第16回アジア太平洋研究賞(井植記念賞)受賞者 湯川 勇人氏

論文タイトル「東アジア秩序をめぐる日米関係:1930 年代の外務省による東亜新秩序の模索」

写真 湯川 勇人氏
湯川 勇人

【略歴】

専門は日本政治外交史。博士(政治学)。2013年3月、神戸大学大学院法学研究科博士前期課程修了。2013年9月から2014年6月までアイオワ大学客員研究員。2017年3月、神戸大学大学院法学研究科博士後期課程修了。現在、神戸大学大学院法学研究科特別研究員。

【要旨】

 
  満州事変以降の外務省は重光葵や有田八郎ら「アジア派」がその中心であり、彼らが有していた、現行の国際秩序を打破し、新たな東アジア新秩序を建設するという対外構想は、現状を望む英米諸国との関係悪化の一要因であったとされている。しかし、このことは「アジア派」外務官僚たちが、対英米関係を等閑視していたことを直ちに意味するわけではない。「アジア派」外務官僚たちも、対英米関係の重要性を認識していたことは、先行研究において明らかにされている。つまり、1930年代の外務省は、新秩序建設と対英米関係維持という矛盾する2つの対外構想を同時に追求しなければならなかったのである。いかにしてこの2つの対外構想を両立しようとしたのであろうか。この問いに答えることで、1930年代の外務省の果たした役割を明らかにすることが、本論文の目的である。
 そこで、本稿では「アジア派」の中心人物である重光や有田がなぜ国際秩序の打破を指向するに至ったのか、国際秩序の打破、新秩序の建設過程において、対米関係をいかに位置づけ、他方で米国はそれらをいかに認識していたのかを、当時の東アジア秩序の根幹であった九カ国条約や対中政策に関する対米折衝過程から分析した。
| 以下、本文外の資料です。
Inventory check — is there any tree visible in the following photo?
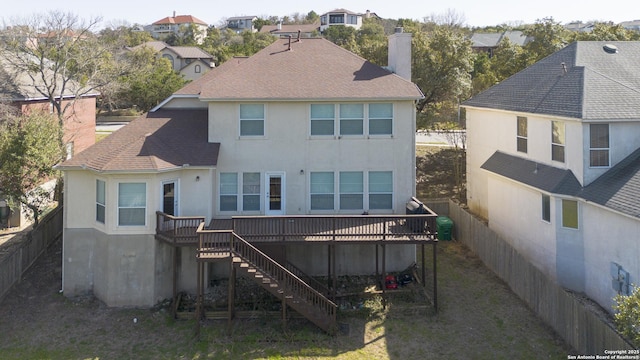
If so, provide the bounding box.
[0,112,64,225]
[117,47,186,111]
[0,11,120,126]
[323,25,358,53]
[412,27,473,119]
[356,20,387,66]
[522,17,569,66]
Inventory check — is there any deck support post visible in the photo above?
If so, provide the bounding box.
[381,243,387,309]
[433,240,438,313]
[331,243,338,301]
[420,243,427,288]
[327,243,333,296]
[282,291,287,331]
[196,259,204,339]
[375,243,380,277]
[227,260,236,334]
[171,246,179,319]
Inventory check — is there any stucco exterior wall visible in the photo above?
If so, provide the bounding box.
[487,175,557,279]
[581,203,640,312]
[209,101,415,216]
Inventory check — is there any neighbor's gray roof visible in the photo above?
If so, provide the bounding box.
[481,151,582,195]
[175,38,423,101]
[580,149,640,218]
[462,41,640,121]
[58,110,220,172]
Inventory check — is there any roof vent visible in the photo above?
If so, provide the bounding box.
[602,44,618,54]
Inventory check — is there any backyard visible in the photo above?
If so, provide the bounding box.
[0,146,573,359]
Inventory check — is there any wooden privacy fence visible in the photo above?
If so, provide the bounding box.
[427,201,634,355]
[0,206,62,301]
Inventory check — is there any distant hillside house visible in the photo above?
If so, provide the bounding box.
[144,11,209,44]
[0,59,99,229]
[260,23,320,38]
[320,9,362,32]
[222,15,258,33]
[131,41,215,80]
[471,31,531,57]
[462,41,640,311]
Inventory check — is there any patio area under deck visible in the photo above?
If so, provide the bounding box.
[156,209,438,332]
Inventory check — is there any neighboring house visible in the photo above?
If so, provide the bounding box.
[462,41,640,311]
[620,20,640,31]
[227,15,258,33]
[320,9,362,32]
[564,21,595,32]
[131,41,215,80]
[260,23,320,38]
[59,33,423,312]
[0,61,99,228]
[144,11,209,44]
[471,31,531,57]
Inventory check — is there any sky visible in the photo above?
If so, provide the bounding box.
[0,0,640,27]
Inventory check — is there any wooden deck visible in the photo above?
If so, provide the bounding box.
[156,212,437,248]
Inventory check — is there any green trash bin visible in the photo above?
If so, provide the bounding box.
[436,216,453,240]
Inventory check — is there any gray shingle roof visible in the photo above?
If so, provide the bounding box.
[481,151,582,196]
[580,149,640,218]
[462,41,640,121]
[58,110,220,172]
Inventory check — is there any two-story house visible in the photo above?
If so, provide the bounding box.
[131,41,215,80]
[320,9,362,32]
[471,30,531,57]
[144,11,209,44]
[59,33,423,316]
[226,15,258,33]
[463,41,640,310]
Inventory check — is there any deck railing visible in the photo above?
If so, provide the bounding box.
[156,212,437,246]
[232,214,437,242]
[156,211,204,246]
[197,224,337,323]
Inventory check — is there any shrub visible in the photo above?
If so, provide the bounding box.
[613,286,640,347]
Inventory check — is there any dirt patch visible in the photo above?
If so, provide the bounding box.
[0,236,571,360]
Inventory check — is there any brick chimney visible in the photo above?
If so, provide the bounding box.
[387,27,411,81]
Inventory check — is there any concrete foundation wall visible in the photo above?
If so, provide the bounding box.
[62,229,173,307]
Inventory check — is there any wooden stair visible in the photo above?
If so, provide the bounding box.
[231,234,338,334]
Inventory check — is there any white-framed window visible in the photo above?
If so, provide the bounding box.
[118,182,147,226]
[240,104,264,136]
[329,14,344,24]
[96,179,107,224]
[340,104,364,135]
[309,171,335,210]
[310,104,336,135]
[369,103,393,135]
[516,116,528,154]
[242,172,260,211]
[589,124,609,167]
[340,171,364,210]
[220,173,238,211]
[551,121,565,162]
[369,171,393,210]
[562,199,578,229]
[541,194,551,222]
また、満州事変以降、傍流となった「英米派」である佐藤尚武の対外構想や、第三極であった「革新派」外務官僚の対外構想を、「アジア派」の対外構想と比較しながら検討することで、特定の人物、集団だけではなく、1930年代の外務省を横断的に把握することを試みた。
 その結果、当該期の外務省は、軍部の政治的発言権が増す中で、九カ国条約の運用意図を明確化することで、軍部の無統制な対中進出構想を外交で規定し、対米関係を維持しつつ、東アジア新秩序建設を達成しようとしたこと、他方で、勢力圏外交を展開した外務省は、最後までアメリカの唱える新外交が持つ理想主義との対立を解消することができず、挫折したことが明らかとなった。